It would be nice to change the title to something coherent and useful, like, "Search queries containing only numbers," or something of that sort. As such, there's not a lot of incentive to click on "600613". (Yeah, I did it, mostly just to make this post coherent.)
In response to the trivia question: I'm assuming that it's impossible to find some N wit fewer than 10 digits. In all of my attempts I've received results relating to phone number reverse-lookup sites.
There also seems to be this website which exists just to generate a page full of numbers with any given prefix (defined in the URL):
http://www.qzonecom.com/mobile/maanshan_511556.html
Why?!
A new type of business: find a number that's not yet in google/bing/etc. - embded it in your text, and then track who's copied you verbatim - some kind of tracking I guess..

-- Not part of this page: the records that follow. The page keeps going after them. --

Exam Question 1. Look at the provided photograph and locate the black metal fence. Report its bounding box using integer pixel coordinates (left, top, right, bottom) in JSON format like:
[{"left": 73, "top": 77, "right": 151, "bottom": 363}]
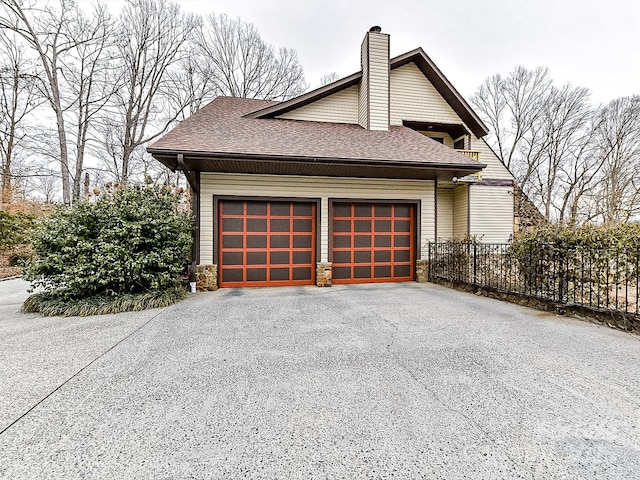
[{"left": 428, "top": 241, "right": 640, "bottom": 320}]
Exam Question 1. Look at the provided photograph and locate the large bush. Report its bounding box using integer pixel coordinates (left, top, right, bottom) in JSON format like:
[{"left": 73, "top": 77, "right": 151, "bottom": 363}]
[
  {"left": 0, "top": 210, "right": 35, "bottom": 252},
  {"left": 509, "top": 224, "right": 640, "bottom": 309},
  {"left": 25, "top": 186, "right": 193, "bottom": 302}
]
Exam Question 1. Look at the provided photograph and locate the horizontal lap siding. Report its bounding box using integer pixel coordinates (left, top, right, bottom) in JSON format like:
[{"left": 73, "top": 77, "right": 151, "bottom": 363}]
[
  {"left": 438, "top": 188, "right": 453, "bottom": 240},
  {"left": 369, "top": 35, "right": 389, "bottom": 130},
  {"left": 470, "top": 185, "right": 513, "bottom": 243},
  {"left": 453, "top": 185, "right": 469, "bottom": 238},
  {"left": 420, "top": 131, "right": 453, "bottom": 148},
  {"left": 200, "top": 173, "right": 435, "bottom": 263},
  {"left": 391, "top": 63, "right": 463, "bottom": 125},
  {"left": 277, "top": 85, "right": 358, "bottom": 124},
  {"left": 358, "top": 47, "right": 369, "bottom": 128}
]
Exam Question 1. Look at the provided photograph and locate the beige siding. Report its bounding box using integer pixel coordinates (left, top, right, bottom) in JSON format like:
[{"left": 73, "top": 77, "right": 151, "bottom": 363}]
[
  {"left": 277, "top": 85, "right": 358, "bottom": 124},
  {"left": 420, "top": 130, "right": 453, "bottom": 148},
  {"left": 470, "top": 136, "right": 513, "bottom": 180},
  {"left": 453, "top": 185, "right": 469, "bottom": 238},
  {"left": 438, "top": 188, "right": 453, "bottom": 240},
  {"left": 470, "top": 185, "right": 513, "bottom": 243},
  {"left": 358, "top": 33, "right": 369, "bottom": 128},
  {"left": 368, "top": 34, "right": 389, "bottom": 130},
  {"left": 200, "top": 173, "right": 435, "bottom": 263},
  {"left": 391, "top": 63, "right": 463, "bottom": 125}
]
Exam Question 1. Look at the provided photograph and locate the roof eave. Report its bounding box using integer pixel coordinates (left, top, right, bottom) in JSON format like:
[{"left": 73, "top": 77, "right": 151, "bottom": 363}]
[
  {"left": 389, "top": 47, "right": 489, "bottom": 138},
  {"left": 245, "top": 72, "right": 362, "bottom": 118},
  {"left": 147, "top": 148, "right": 487, "bottom": 173}
]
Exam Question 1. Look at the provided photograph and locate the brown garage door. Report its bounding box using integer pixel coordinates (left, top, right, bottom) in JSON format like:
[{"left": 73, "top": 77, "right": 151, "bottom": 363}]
[
  {"left": 331, "top": 203, "right": 416, "bottom": 283},
  {"left": 218, "top": 200, "right": 316, "bottom": 287}
]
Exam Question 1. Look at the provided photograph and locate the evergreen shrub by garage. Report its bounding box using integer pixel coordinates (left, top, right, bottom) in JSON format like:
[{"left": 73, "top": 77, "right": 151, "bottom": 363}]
[{"left": 23, "top": 186, "right": 193, "bottom": 315}]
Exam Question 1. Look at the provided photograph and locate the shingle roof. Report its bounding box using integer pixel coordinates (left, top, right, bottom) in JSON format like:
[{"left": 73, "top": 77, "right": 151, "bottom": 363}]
[
  {"left": 148, "top": 97, "right": 479, "bottom": 168},
  {"left": 251, "top": 48, "right": 489, "bottom": 138}
]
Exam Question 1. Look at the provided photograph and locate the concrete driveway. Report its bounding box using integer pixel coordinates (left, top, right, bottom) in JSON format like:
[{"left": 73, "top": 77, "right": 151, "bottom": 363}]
[{"left": 0, "top": 280, "right": 640, "bottom": 479}]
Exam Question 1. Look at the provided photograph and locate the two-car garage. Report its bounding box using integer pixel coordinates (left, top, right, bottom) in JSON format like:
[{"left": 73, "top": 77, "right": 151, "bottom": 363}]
[{"left": 214, "top": 198, "right": 416, "bottom": 287}]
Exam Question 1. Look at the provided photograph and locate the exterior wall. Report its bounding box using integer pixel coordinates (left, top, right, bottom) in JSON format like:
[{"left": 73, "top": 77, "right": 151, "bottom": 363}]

10,041,295,923 now returns exactly one result - the author's page, just as he theorized.
I wonder if it'll return two results soon.
website is under a heavy load, here is the cached version:
http://webcache.googleusercontent.com/search?q=cache:MvuGGDF...
The about "number" results should give an idea but it might not be accurate, tells google. https://www.youtube.com/watch?v=2ix3mHeL7hg
Anyway you only get the first 1000 results of your googling.
I think it's a matter of scale. The scale of the human race gives us a range of number that are humanly comprehensible. Their distribution diminishes as they make less and less sense to our scale.
That is pretty much the kind of posts I come to HN for. Thanks for the read :)
> Most numbers of this magnitude garner a few thousand hits on Google, but 25898913 gets 29,500,000.
If you actually click through the results, on pages 1-34 you get "Page 34 of about 24,900,000 results (0.34 seconds) ", but on page 35 you discover that there are only actually 341 results.